Most Thai families are close and caring, with several generations often living in the same house. Young adults usually stay at home until they marry, so you could have host siblings in their twenties or thirties. Your host family is likely to have namjai, whichmeans they endeavor to show generosity without expecting anything in return – though it never hurts to reciprocate.See where past AFSers have lived
You’ll likely be enrolled in a public secondary school. Your typical day will begin around 8:00 am and finish around 3:30 pm. In addition to subjects like math and science, AFS students will be offered Thai language lessons free of charge. Other activities such as dancing, sword fighting, boxing, music, cooking, meditation, and arts & crafts might also be available. As authority figures are highly respected in Thailand, you can expect to greet your teachers with a traditional wai.
While in Thailand you might be invited to sing karaoke or go shopping in night and weekend markets. Many people enjoy dancing, and American-style breakdancing is getting more and more popular among teenagers. A lot of students participate in sports like soccer, table tennis, badminton, volleyball, and basketball. They might also like playing Mahruk (a game similar to chess) or watching Muy Thai (Thai boxing) on TV. Other common activities include Tai Chi and aerobics, with people gathering in parks at dusk and dawn to practice in groups.Some teenagers in Thailand even like to hang out in Internet cafés to meet people and play games.
Thai cuisine is often a combination of sweet and spicy flavors, with kao (rice) served at every meal.
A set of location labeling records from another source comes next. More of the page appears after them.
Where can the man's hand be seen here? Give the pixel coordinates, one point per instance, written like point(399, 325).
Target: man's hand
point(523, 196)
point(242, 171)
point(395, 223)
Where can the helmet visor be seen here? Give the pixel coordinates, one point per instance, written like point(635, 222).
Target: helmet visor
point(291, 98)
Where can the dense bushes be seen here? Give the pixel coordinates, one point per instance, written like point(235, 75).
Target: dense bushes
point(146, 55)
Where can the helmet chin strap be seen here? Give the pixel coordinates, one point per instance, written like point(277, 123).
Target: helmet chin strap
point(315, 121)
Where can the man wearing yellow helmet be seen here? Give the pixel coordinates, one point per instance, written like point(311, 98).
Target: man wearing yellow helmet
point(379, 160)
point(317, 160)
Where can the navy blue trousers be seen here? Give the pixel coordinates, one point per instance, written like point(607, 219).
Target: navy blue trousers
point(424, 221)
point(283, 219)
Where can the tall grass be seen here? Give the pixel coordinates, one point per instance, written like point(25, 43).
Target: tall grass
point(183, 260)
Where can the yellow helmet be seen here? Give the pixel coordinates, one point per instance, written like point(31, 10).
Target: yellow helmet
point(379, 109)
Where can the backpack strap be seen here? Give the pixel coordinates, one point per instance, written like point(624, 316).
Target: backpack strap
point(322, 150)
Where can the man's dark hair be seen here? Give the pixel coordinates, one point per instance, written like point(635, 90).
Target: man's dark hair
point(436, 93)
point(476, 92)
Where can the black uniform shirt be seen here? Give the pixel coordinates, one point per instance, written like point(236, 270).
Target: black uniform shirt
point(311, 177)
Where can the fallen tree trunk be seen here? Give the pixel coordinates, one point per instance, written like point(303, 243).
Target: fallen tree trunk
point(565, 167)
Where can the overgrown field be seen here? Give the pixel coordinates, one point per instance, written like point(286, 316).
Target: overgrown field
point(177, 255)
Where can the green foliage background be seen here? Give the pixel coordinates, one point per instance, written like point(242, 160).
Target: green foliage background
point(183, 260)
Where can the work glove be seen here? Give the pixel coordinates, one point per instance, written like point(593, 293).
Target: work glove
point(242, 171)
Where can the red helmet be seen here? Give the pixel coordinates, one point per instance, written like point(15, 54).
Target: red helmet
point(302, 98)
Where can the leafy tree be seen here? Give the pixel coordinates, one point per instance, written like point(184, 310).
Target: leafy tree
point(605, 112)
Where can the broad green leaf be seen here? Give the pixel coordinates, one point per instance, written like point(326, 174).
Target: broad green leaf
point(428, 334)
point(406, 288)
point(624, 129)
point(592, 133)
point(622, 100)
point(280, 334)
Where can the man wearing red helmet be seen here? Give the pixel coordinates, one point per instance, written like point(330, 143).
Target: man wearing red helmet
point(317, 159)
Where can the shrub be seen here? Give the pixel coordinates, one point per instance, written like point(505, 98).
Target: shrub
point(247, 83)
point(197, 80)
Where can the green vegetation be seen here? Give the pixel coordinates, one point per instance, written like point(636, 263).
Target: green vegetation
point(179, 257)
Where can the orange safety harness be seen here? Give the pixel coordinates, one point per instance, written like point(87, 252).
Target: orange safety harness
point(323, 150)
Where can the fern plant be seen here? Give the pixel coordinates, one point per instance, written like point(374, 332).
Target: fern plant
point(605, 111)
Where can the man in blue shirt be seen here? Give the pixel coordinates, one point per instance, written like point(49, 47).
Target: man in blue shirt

Families eat in the communal style; each person has their own bowl of rice while other dishes are placed in the center of the table and shared by everyone. Some popular foods are pad Thai (pan-fried noodles), satay (pork or chicken on a stick with peanut sauce), yam (spiced salad), and tom yum kung (lemon-flavored soup with shrimp). For dessert you can try khao niew mamuang (coconut sticky rice with mango) or bua loy (rice balls in sweet coconut milk). You’ll also find that fresh, tropical fruit is available year round. You might discover that Thai food in Thailand is different than what you’ve tasted in the US—and certainly more spicy. No matter what, you can expect to try some delicious new dishes!
"Life-changing" is hard to describe, yet it’s nearly always the first thing that AFSers say when asked about their experience abroad.
"Transformed" is another one. When you return home, if you’re like most AFSers, you’ll bring with you a sense of accomplishment unlike any other. You’ll have gained maturity and independence, discovered new passions, and feel like you can do anything you set your mind to. That transformation isn’t visible only to you, though - others see it as well. AFSers gain critical skills for college and careers, ranging from language fluency to intercultural competence and critical reasoning. "Life-changing" means it’s only the beginning.
Please Note: Travel date ranges are meant to help with general scheduling and are subject to change; please don’t book any travel based on these dates until you’ve received confirmation from AFS. All programs, prices, and travel dates are subject to change without notice.